Supreme Court nominees who are rejected on the basis of their views—or at least their views as perceived by members of the Senate–are said to have been “borked.” The neologism derives from Robert Bork, nominated by President Ronald Reagan in 1987, and rejected by the Senate after some of the toughest and most substantive confirmation hearings in recent memory. Bork’s defenders say that his conservative views were unfairly portrayed.  Conservative commentators tend to define “borking” as the unfair vilification and defamation of a nominee to block his or her appointment. Liberal commentators take a different view, describing what happened in his confirmation hearings as a rigorous probing of Bork’s legal positions.

But whichever is your preferred definition, subsequent nominees clearly learned a lesson from the original “borking:” to avoid public positions that would enable anyone to “bork” them. To see that lesson in action, watch excerpts of the Senate confirmation hearings of current Supreme Court justices Roberts and Alito.

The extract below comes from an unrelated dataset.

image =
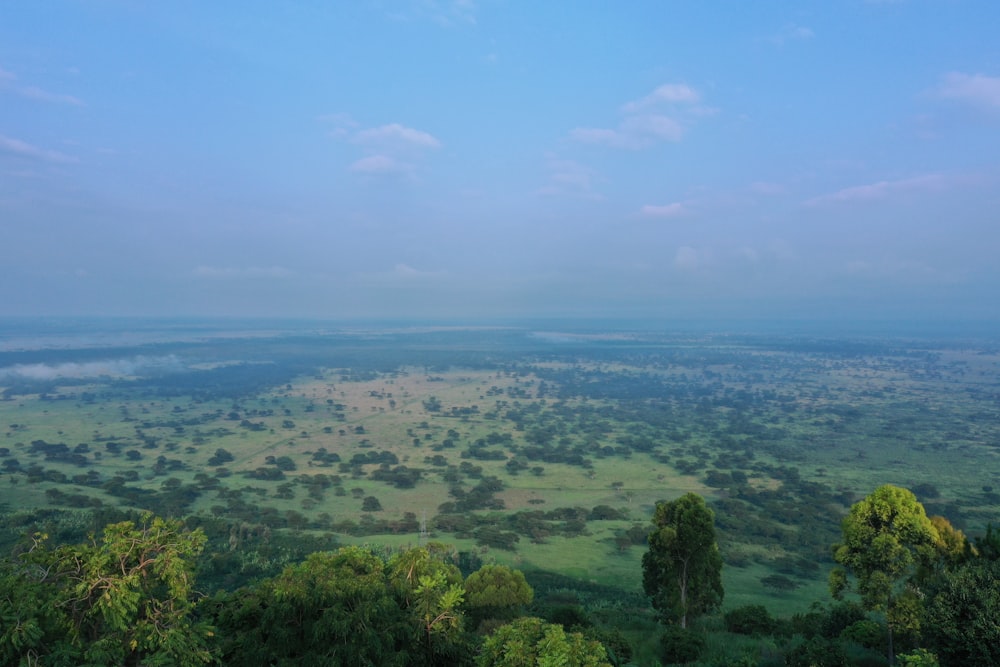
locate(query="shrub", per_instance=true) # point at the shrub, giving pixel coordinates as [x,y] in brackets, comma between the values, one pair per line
[752,619]
[679,644]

“Borking” came back into vogues when the Senate was preparing to hold confirmation hearings for Elena Kagan, who wrote a now-famous 1995 article labeling recent Supreme Court confirmation hearings “a vapid and hollow charade,” and calling for more rigorous questioning of nominees. Elena Kagan passed muster and joined the Supreme Court.

With the recent death [Feb. 2016] of Justice Antonin Scalia, the lessons of history are coming back into focus. Will President Obama even get a hearing for his nominee? And will any Obama nominee between now and the 2016 election get the approval of the Republican-led Senate?  This go-round could create a whole new chapter in Supreme Court history.